As I've mentioned elsewhere, I've been moving away from kibble with my dogs. This started off because I was interested to see if it had any effect on Willow's anxiety. It's hard to say, but I believe it has had some positive impact, and feeding a fresh food diet certainly isn't going to hurt, in any event. Here's where my question comes in. It's pretty expensive feeding all the dogs food from the supermarket (there are no raw suppliers where I live), so I'm wondering about supplementing this. We're off to Spain soon and we have lots of land and lots of critters! When the hunting season starts, I thought I could trap (in humane traps) the odd rabbit for them, but before that, my mind started wandering and thinking about the other options. Mice, rats, dormice... I remember seeing a TV show with Heston Blumenthal where he cooked dormouse for people; apparently it used to be a delicacy! They're abundant and I'm sure a good source of protein. We're in the middle of nowhere, so I don't think I'd have to worry about poisoning, contamination and the like. You can't get much more local than your own land, and what provenance! Any thoughts/advice?
I'll ask Ripple - he's into unusual protein sources (sorry no help at all - interesting subject though).
Honey roasted dormouse was Roman favourite. You would have to make sure that anything they eat was not diseased too,. I know that mice can pass on certain diseases to cats when they eat them. Forget which. Grasshoppers are full of protein and crunchy too why stop at mammals
Would you have enough time to get enough for 3 ,dogs? Would you be able to access food all year round? Could you humanely kill any thing ? Are they any hunters who would sell you meat? Could you maintain 3 dogs that way? Have you got storage areas? Or will you go out catch kill and feed? If so what happens if you don't catch.? It's such a lot to think about and plan, labrador hunter gatherer?

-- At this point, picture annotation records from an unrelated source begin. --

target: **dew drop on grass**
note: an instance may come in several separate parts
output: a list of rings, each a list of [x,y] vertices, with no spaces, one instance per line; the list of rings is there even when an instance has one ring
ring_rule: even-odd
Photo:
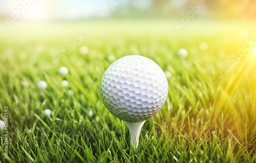
[[[86,55],[89,51],[89,49],[86,46],[82,46],[80,48],[79,51],[82,55]]]
[[[37,84],[37,88],[40,90],[44,90],[47,88],[47,83],[44,80],[41,80]]]
[[[74,95],[74,92],[72,90],[68,90],[68,95],[70,96],[72,96],[73,95]]]
[[[62,66],[59,68],[58,72],[61,75],[67,75],[69,73],[69,69],[65,66]]]
[[[181,48],[178,51],[178,56],[181,58],[186,58],[187,56],[187,51],[184,48]]]
[[[52,114],[52,111],[51,111],[49,108],[46,109],[45,111],[44,111],[44,113],[46,116],[47,116],[48,117],[51,116],[51,115]]]
[[[25,87],[28,87],[29,86],[29,83],[26,80],[23,80],[22,82],[22,85]]]
[[[65,88],[68,87],[69,86],[69,82],[66,80],[63,80],[61,82],[61,86]]]

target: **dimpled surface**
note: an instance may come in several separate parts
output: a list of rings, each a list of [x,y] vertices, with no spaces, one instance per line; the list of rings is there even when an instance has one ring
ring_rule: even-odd
[[[114,62],[103,75],[102,101],[115,116],[127,122],[148,119],[163,105],[168,94],[164,72],[152,60],[128,56]]]

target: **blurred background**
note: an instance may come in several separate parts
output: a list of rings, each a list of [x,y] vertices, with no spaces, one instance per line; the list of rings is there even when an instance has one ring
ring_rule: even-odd
[[[205,5],[195,16],[197,17],[256,17],[253,0],[0,0],[0,17],[15,19],[18,16],[18,20],[36,21],[111,18],[175,19],[199,3]]]

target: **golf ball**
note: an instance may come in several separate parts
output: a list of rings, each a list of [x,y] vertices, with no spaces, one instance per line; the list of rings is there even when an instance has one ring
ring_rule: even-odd
[[[60,75],[67,75],[69,73],[69,69],[65,66],[62,66],[59,68],[58,72]]]
[[[115,116],[129,122],[146,120],[163,105],[168,94],[164,72],[152,60],[128,56],[111,64],[100,84],[102,101]]]
[[[41,80],[37,84],[37,88],[40,90],[44,90],[47,88],[47,83],[44,80]]]
[[[187,51],[185,49],[182,48],[178,51],[178,56],[182,58],[186,58],[187,56]]]
[[[49,108],[47,108],[44,111],[44,113],[45,114],[45,115],[46,116],[50,117],[50,116],[51,116],[51,115],[52,114],[52,111],[51,111]]]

Oban eats kangaroo kibble and I can buy ground kangaroo at two butcher shops near me. Not cheap though. Oban's Vet would like us to go back to raw, she is an enthusiastic supporter of a BARF diet. We are slowly trying, one new (re-new as we were raw before) protein and carb, veg at a time.
What do the hunters shoot in Spain , Fiona, and do they shoot for fun or to use as their own food source?
What is a humane trap??? You mean a live trap??? And then what... I've been watching the big, fat, greedy pigeons in my garden, eating all the bird food I put out for the small birds, and I must admit the thought of pigeon pie crossed my mind more than once... Then to my horror a huge great skulking RAT came out and ran up the bird food table pole (a metal pole, by the way, I wouldn't have believed it if I hadn't seen it), and sat on the bird table stuffing his face!!! I would have been thrilled to feed him to the dogs... Seriously though, apart from whether mice and rats carry worms etc, I'm not sure you'd be able to catch enough to make it worth feeding to the dogs. You'd have to find a way of supplementing that... Or were the rodents just going to be a little hors d'oeuvre???
If you kept hens, you’d have a nice source of eggs. Ducks, too. And you’d have a free gardening service - they’d eat all the worms.
Sorry, I've been very busy today, still busy so will get to a couple of questions... They shoot rabbits, birds, wild boar, deer... pretty much anything they can Yes, they eat their kill. Yummy! And then ... it gets dispatched I could do that, and then feed the hens to the dogs when we leave Spain for the winter I don't know if the dogs would appreciate the pickling, but, hey, they are Labradors after all!
Hi @snowbunny. I'd really worry for sure about rats and pigeons, thought of, at least in Portugal, to be plagued with disease, and hence as disease carriers.